Samsung also made a point of independently verifying that the Note 8 battery meets safety standards, a key step to winning back consumer trust since the Note 7 battery was prone to overheating. On top of that, the company now completes an "eight-point battery safety check during its manufacturing process," Time reported.

The Galaxy Note 8 is available for presale on Aug. 25. It's slated to hit stores on Sept. 15, pitting it against Apple's upcoming 10th-anniversary iPhone. Becca Stanek

11:40 a.m. ET
Carl Court/Getty Images

Snapchat plans to host original scripted content through Snapchat Shows before the year is over, Variety reports. The announcement from the company's head of content, Nick Bell, follows Snapchat's successful rollout of TV companion programs for shows like The Voice and The Bachelor.

"Mobile is the most complementary thing to TV that has been around," Bell said.

Snapchat's first attempt at original scripted content, though, was widely panned. Literally Can't Even aired on the app in 2015, Tech Crunch reports, "inspiring headlines including 'We Literally Can't Even with Snapchat's new original series' and 'Snapchat's First Original Series is Here and It's Awful."

Bell said Wednesday the company had been hesitant to break into scripted content — production is expensive — but that it is "an interesting next juncture" for the app and could create "fundamentally a new medium."

The new shows will be tailored to Snapchat's mobile platform, likely running approximately three to five minutes in length, Variety adds. Jeva Lange

11:30 a.m. ET

As the climate continues to warm, the permanently frozen ground underneath much of Alaska is starting to thaw. While the loss of permafrost would obviously have big consequences for the state's population, wildlife, and infrastructure, perhaps even more alarmingly, it would also have a huge impact on the already increasing global temperature, The New York Times reported Wednesday:

Starting just a few feet below the surface and extending tens or even hundreds of feet down, it contains vast amounts of carbon in organic matter — plants that took carbon dioxide from the atmosphere centuries ago, died and froze before they could decompose. Worldwide, permafrost is thought to contain about twice as much carbon as is currently in the atmosphere.

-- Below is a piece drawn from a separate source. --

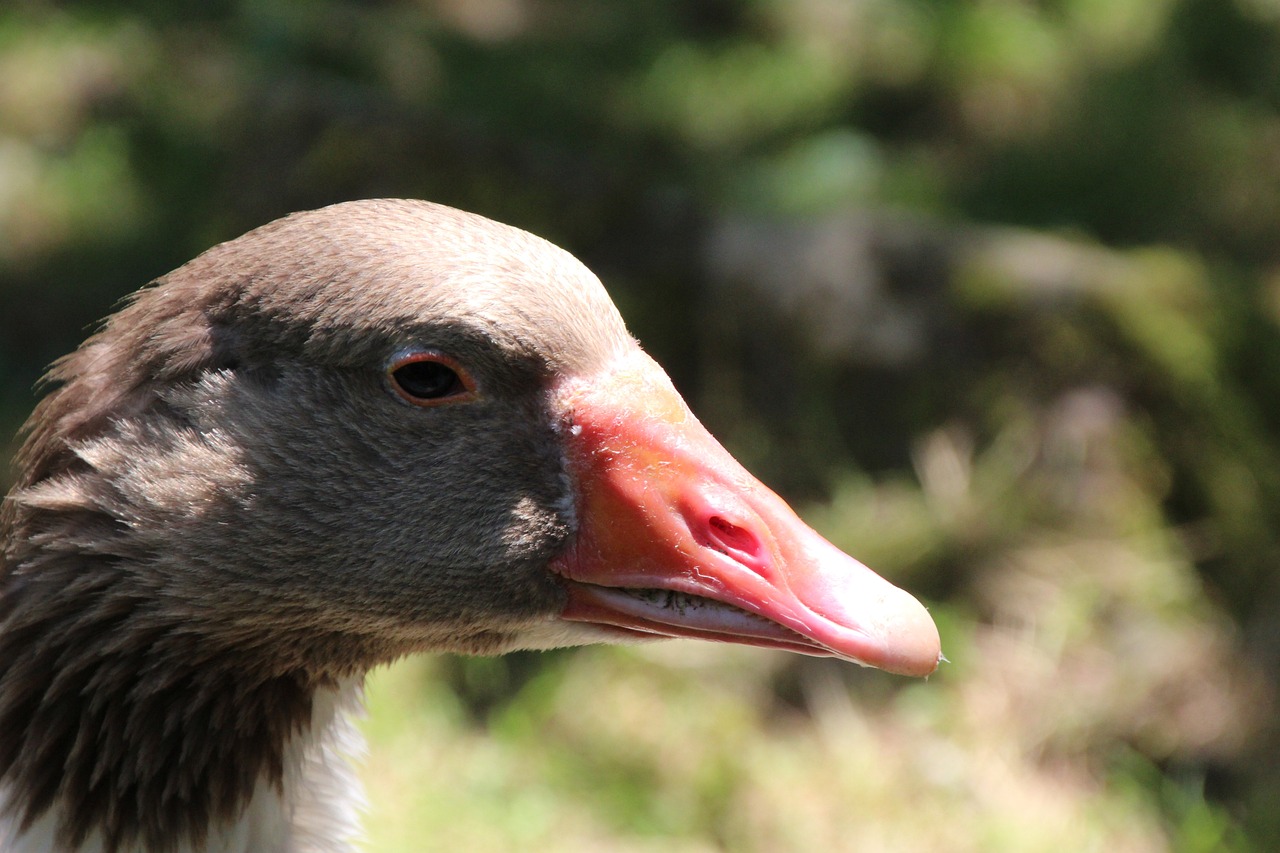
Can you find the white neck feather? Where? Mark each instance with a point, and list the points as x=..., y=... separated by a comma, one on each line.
x=316, y=810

Once this ancient organic material thaws, microbes convert some of it to carbon dioxide and methane, which can flow into the atmosphere and cause even more warming. Scientists have estimated that the process of permafrost thawing could contribute as much as 1.7 degrees Fahrenheit to global warming over the next several centuries, independent of what society does to reduce emissions from burning fossil fuels and other activities. [The New York Times]

The complete thaw of the Arctic's "always-frozen ground" is estimated to be millennia away, but already the melting ground is believed to be contributing to rising carbon emissions in the region. One calculation estimates that right now, thawing permafrost worldwide emits about 1.5 billion tons of fossil fuel annually, which the Times noted is "slightly more than the United States emits from fossil-fuel burning."

“There's a massive amount of carbon that's in the ground, that's built up slowly over thousands and thousands of years," said Max Holmes, a senior scientist at the Woods Hole Research Center studying Alaska's permafrost melt. "It's been in a freezer, and that freezer is now turning into a refrigerator."